With the Mobile World Congress in full swing across the Atlantic, Intel has announced a series of Atom processors targeted at smartphones. The most interesting of these is the Z2460, which is based on the 32-nm Atom core otherwise known as Medfield. This chip is a single-core design with a 1.6GHz peak clock speed and Hyper-Threading support. An integrated GPU provides a modicum of 3D horsepower, while video blocks enable 1080p video decoding and encoding at up to 30 FPS.

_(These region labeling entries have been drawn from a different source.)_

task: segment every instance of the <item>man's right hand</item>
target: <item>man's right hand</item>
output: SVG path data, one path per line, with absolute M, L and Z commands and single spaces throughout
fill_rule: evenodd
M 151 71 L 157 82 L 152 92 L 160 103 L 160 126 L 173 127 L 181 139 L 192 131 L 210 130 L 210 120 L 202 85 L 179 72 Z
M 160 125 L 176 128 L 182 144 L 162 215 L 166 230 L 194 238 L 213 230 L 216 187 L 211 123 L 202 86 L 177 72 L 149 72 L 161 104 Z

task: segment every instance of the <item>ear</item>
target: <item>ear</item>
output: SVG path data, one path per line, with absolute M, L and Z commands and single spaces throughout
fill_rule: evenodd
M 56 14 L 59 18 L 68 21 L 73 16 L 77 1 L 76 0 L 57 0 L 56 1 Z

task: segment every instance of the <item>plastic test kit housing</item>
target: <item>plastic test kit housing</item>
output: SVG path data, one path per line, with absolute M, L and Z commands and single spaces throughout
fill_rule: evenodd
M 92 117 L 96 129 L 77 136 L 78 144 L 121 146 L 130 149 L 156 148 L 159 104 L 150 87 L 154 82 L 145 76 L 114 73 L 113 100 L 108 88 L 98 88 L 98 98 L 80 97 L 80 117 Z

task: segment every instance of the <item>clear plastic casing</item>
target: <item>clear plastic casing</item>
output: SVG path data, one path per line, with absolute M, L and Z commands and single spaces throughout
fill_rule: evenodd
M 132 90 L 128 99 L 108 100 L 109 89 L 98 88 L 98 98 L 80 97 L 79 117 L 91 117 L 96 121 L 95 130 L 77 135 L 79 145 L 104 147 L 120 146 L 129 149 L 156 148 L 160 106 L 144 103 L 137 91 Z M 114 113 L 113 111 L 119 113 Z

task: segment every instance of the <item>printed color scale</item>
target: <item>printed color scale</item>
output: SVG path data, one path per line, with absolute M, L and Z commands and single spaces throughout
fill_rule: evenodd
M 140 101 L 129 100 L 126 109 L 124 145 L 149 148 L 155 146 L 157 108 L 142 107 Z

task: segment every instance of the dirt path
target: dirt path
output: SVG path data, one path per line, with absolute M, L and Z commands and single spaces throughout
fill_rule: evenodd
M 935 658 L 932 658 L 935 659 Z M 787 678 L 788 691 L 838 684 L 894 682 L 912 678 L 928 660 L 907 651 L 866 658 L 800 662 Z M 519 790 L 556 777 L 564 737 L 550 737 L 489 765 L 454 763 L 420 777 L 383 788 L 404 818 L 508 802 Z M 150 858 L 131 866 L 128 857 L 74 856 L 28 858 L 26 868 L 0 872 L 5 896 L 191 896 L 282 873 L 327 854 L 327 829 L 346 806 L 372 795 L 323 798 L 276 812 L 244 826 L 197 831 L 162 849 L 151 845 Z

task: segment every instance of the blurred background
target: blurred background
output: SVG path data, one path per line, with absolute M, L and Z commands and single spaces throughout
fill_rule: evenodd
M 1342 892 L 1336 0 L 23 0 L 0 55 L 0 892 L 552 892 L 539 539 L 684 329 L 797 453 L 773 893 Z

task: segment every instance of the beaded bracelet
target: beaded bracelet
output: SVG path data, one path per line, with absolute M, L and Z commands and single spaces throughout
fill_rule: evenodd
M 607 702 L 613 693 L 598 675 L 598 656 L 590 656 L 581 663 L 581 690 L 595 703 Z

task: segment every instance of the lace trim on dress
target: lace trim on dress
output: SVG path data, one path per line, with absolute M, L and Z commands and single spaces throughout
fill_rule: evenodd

The Z2460 will hit Europe this summer inside a "Santa Clara" smartphone sold by Orange. The phone is based on Intel's reference design, which sports a 4" screen and dimensions of 123 x 63 x 10 mm. Although that's slightly larger than an iPhone in every respect, Apple's latest smartphone is 23 grams heavier. Curiously, there's no mention of the device's battery life. More surprising is the assertion that it'll run the Gingerbread version of Android upon release. An ICS update is coming after the official launch, but if that isn't happening until this summer, the first Atom smartphone might be well behind the OS curve.
If the Z2460 isn't fast enough for your needs, the Atom Z2580 offers dual cores and purportedly double the performance. That model won't begin sampling until the end of the year, though. Actual products based on the chip aren't expected until next year.
For less exotic smartphones, Intel is prepping the Atom Z2000. This single-core chip is built using the same 32-nm process as the others, but its clock speed tops out at an even 1GHz, and there's no mention of Hyper-Threading. Like the Z2580, the budget chip is slated to begin sampling this year but not pop up in consumer devices until 2013.